Different Libraries, Different Epochs

If your system receives BS dates from an external source (a government API, a partner system, a scanned document), verify that both systems use the same epoch. A one-day epoch difference means every date in the system is off by one. This is a silent data corruption problem - the code compiles, the tests pass on hardcoded dates, but the live data is consistently wrong.

Conclusion

Bikram Sambat is a solar calendar where month lengths are determined by astronomical observation, not arithmetic. The only correct implementation is a lookup table validated against the official Patro. The conversion algorithms themselves are simple once you have correct data.

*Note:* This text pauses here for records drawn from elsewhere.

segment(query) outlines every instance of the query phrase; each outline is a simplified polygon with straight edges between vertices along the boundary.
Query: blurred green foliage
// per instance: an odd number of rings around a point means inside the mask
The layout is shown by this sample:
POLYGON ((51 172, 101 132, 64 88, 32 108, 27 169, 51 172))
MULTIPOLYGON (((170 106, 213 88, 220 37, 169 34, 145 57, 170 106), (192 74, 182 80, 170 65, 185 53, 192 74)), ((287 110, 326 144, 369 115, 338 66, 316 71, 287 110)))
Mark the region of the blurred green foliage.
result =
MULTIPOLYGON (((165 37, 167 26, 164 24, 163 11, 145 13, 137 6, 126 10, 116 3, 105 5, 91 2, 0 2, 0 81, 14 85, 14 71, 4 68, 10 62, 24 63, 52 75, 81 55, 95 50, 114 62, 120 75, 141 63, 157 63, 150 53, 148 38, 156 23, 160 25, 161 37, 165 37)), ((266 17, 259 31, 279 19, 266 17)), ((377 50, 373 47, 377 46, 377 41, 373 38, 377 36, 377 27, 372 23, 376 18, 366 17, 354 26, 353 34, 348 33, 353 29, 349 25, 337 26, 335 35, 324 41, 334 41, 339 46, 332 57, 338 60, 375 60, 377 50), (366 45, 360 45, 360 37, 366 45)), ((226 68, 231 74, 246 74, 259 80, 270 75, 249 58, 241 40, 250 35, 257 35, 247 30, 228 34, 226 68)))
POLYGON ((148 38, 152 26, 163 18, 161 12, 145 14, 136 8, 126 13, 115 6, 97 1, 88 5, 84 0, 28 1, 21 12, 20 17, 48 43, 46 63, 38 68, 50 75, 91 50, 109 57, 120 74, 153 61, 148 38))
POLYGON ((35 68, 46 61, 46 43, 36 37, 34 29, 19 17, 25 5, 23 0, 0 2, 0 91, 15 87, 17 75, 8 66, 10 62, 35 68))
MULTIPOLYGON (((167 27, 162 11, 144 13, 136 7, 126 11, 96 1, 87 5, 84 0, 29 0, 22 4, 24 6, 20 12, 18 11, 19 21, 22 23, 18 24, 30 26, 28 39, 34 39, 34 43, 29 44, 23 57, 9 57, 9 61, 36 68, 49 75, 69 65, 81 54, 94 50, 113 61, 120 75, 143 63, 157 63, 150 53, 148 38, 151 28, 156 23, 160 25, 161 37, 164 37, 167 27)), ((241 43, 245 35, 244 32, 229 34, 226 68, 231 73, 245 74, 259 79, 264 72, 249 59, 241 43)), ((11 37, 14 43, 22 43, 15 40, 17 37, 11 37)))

For .NET developers working with Nepali dates, NepDate provides a correctly validated table covering BS 1901 to 2199, a readonly struct value type with zero heap allocations, O(1) lookup performance, and fiscal year helpers built in. It is what I built after encountering the same conversion bugs in production software across multiple projects.

The library is on NuGet and the source is on GitHub. Full API documentation is at nepdate.rajuprasai.com.np.